ESP32-S3 RGB LED Matrix Internet Clock Project

This tutorial is part of: ESP32-S3 RGB LED Matrix

Cool project to create for fun and practical applications using ESP32-S3 RGB Matrix module.

ESP32-S3 RGB LED Matrix Internet Clock Project - 4 Random color

ESP32-S3 Internet Clock with Random RGB Colors

This project is an ESP32-S3 RGB Matrix Internet Clock that connects to Wi-Fi, synchronizes the local time from an NTP server, and scrolls the time in HH:MM format across the built-in 8×8 RGB NeoMatrix. In this version, the hours, colon, and minutes are each rendered in random colors selected on every full scroll cycle, creating a dynamic and playful clock display that constantly changes.

How this clock works

After powering the board via USB-C, the ESP32-S3 connects to your Wi-Fi network and retrieves the current local time from the internet. The time is split into three parts—hours, colon, and minutes—and each part is drawn separately on the RGB matrix. When the text scrolls fully off the screen, new random colors are chosen for the next pass.

Libraries used

This sketch uses the following libraries:

#include <WiFi.h>
#include "time.h"
#include <Adafruit_GFX.h>
#include <Adafruit_NeoMatrix.h>
#include <Adafruit_NeoPixel.h>

Install Adafruit NeoMatrix from the Arduino Library Manager. Required dependencies such as Adafruit GFX Library and Adafruit NeoPixel will be installed automatically.

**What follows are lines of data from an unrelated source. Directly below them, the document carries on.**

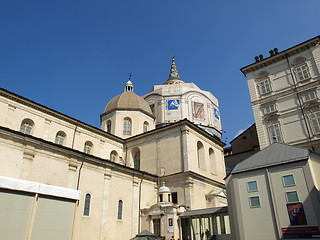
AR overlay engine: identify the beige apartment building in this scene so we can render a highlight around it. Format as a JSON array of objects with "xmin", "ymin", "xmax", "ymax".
[
  {"xmin": 241, "ymin": 37, "xmax": 320, "ymax": 153},
  {"xmin": 226, "ymin": 143, "xmax": 320, "ymax": 240},
  {"xmin": 0, "ymin": 59, "xmax": 229, "ymax": 240}
]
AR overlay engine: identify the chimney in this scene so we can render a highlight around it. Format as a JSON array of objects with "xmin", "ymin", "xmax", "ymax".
[
  {"xmin": 259, "ymin": 54, "xmax": 263, "ymax": 61},
  {"xmin": 269, "ymin": 49, "xmax": 274, "ymax": 57}
]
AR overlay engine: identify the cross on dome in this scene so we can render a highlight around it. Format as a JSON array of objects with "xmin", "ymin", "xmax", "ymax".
[{"xmin": 124, "ymin": 73, "xmax": 133, "ymax": 92}]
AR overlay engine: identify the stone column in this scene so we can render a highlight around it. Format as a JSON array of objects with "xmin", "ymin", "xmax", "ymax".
[
  {"xmin": 180, "ymin": 127, "xmax": 190, "ymax": 172},
  {"xmin": 172, "ymin": 208, "xmax": 180, "ymax": 239},
  {"xmin": 5, "ymin": 104, "xmax": 15, "ymax": 128},
  {"xmin": 149, "ymin": 217, "xmax": 154, "ymax": 233},
  {"xmin": 67, "ymin": 162, "xmax": 78, "ymax": 189},
  {"xmin": 100, "ymin": 172, "xmax": 111, "ymax": 240},
  {"xmin": 184, "ymin": 179, "xmax": 193, "ymax": 209},
  {"xmin": 19, "ymin": 145, "xmax": 35, "ymax": 180},
  {"xmin": 131, "ymin": 177, "xmax": 141, "ymax": 236}
]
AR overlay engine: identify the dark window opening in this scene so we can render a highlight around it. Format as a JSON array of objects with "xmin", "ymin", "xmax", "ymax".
[{"xmin": 171, "ymin": 192, "xmax": 178, "ymax": 203}]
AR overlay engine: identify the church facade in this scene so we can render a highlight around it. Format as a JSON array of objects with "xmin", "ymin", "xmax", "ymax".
[{"xmin": 0, "ymin": 59, "xmax": 227, "ymax": 240}]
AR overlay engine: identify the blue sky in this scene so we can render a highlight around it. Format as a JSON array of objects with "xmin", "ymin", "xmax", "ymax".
[{"xmin": 0, "ymin": 0, "xmax": 320, "ymax": 142}]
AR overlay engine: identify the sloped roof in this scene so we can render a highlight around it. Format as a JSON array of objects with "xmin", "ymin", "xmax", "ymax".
[
  {"xmin": 136, "ymin": 230, "xmax": 155, "ymax": 237},
  {"xmin": 179, "ymin": 206, "xmax": 228, "ymax": 217},
  {"xmin": 104, "ymin": 92, "xmax": 154, "ymax": 118},
  {"xmin": 231, "ymin": 143, "xmax": 310, "ymax": 174}
]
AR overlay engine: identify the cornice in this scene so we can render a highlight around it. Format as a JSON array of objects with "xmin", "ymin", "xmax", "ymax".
[
  {"xmin": 251, "ymin": 81, "xmax": 320, "ymax": 106},
  {"xmin": 125, "ymin": 118, "xmax": 226, "ymax": 147},
  {"xmin": 159, "ymin": 171, "xmax": 225, "ymax": 188},
  {"xmin": 0, "ymin": 126, "xmax": 157, "ymax": 180},
  {"xmin": 0, "ymin": 88, "xmax": 124, "ymax": 143},
  {"xmin": 240, "ymin": 36, "xmax": 320, "ymax": 76}
]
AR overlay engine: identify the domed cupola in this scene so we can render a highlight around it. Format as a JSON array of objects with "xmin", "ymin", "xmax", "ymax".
[
  {"xmin": 163, "ymin": 56, "xmax": 185, "ymax": 85},
  {"xmin": 158, "ymin": 182, "xmax": 171, "ymax": 203},
  {"xmin": 100, "ymin": 76, "xmax": 155, "ymax": 138},
  {"xmin": 144, "ymin": 57, "xmax": 222, "ymax": 139}
]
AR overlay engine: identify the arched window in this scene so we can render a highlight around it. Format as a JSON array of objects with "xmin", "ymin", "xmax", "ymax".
[
  {"xmin": 197, "ymin": 141, "xmax": 205, "ymax": 169},
  {"xmin": 143, "ymin": 122, "xmax": 149, "ymax": 132},
  {"xmin": 191, "ymin": 97, "xmax": 205, "ymax": 120},
  {"xmin": 83, "ymin": 193, "xmax": 91, "ymax": 216},
  {"xmin": 20, "ymin": 119, "xmax": 34, "ymax": 135},
  {"xmin": 123, "ymin": 118, "xmax": 131, "ymax": 135},
  {"xmin": 83, "ymin": 141, "xmax": 93, "ymax": 154},
  {"xmin": 118, "ymin": 200, "xmax": 123, "ymax": 220},
  {"xmin": 209, "ymin": 148, "xmax": 217, "ymax": 173},
  {"xmin": 107, "ymin": 120, "xmax": 111, "ymax": 133},
  {"xmin": 55, "ymin": 131, "xmax": 66, "ymax": 145},
  {"xmin": 110, "ymin": 151, "xmax": 118, "ymax": 162},
  {"xmin": 132, "ymin": 148, "xmax": 140, "ymax": 170},
  {"xmin": 148, "ymin": 99, "xmax": 156, "ymax": 116}
]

Important user configuration

Matrix data pin (built-in RGB matrix)

Although the RGB matrix is integrated on the board, the data pin must still be defined in the code:

#define MATRIX_PIN 14

GPIO 14 is commonly used on ESP32-S3 RGB matrix boards. If your board variant uses a different pin, update this value accordingly.

Wi-Fi SSID and password (case-sensitive)

Replace the Wi-Fi credentials with your own network details:

const char* WIFI_SSID     = "your WiFi SSID";
const char* WIFI_PASSWORD = "passW0rd";

Important: Wi-Fi SSIDs are case-sensitive. An SSID named "Book" is not the same as "book". If the capitalization does not match exactly, the ESP32-S3 will fail to connect.

NTP server, time zone, and daylight saving

Time synchronization is done using an internet NTP server:

const char* ntpServer = "pool.ntp.org";

Local time is calculated using UTC and daylight saving offsets:

// Toronto-ish: UTC-5, plus 1 hour DST
const long  gmtOffset_sec     = -5 * 3600;
const int   daylightOffset_sec = 3600;

gmtOffset_sec: UTC offset in seconds (adjust for your location)
daylightOffset_sec: Use 3600 when DST is active, or 0 otherwise

These settings are applied using:

configTime(gmtOffset_sec, daylightOffset_sec, ntpServer);

Automatic day / night brightness

The clock automatically adjusts brightness based on the current hour:

const int DAY_BRIGHTNESS = 40;
const int NIGHT_BRIGHTNESS = 5;
const int NIGHT_START_HOUR = 22;
const int NIGHT_END_HOUR = 6;

Between 10 PM and 6 AM, the display dims to reduce glare in dark environments. During daytime hours, the matrix returns to normal brightness.

Random RGB color behavior

A predefined list of RGB colors is stored in an array, where each color is defined using Red, Green, and Blue values ranging from 0 to 255:

uint8_t userColors[][3] = {
  {255, 0, 0},    // Red
  {0, 255, 0},    // Green
  {0, 0, 255},    // Blue
  {255, 165, 0},  // Orange
  {255, 0, 255},  // Magenta
  {0, 255, 255},  // Cyan
  {255, 255, 0}   // Yellow
};

On every full scroll cycle:

The hour digits are assigned a random color
The colon receives a different random color
The minute digits receive another random color

This produces a constantly changing color combination that keeps the clock visually interesting. To create your own custom colors, you can use the RGB Color Picker tool: RGB Color Picker.

Time rendering logic

The time is split into three components:

Hours: HH
Colon: :
Minutes: MM

Each part is drawn individually so it can have its own color, while all parts move together to form a smooth scrolling animation across the 8×8 display.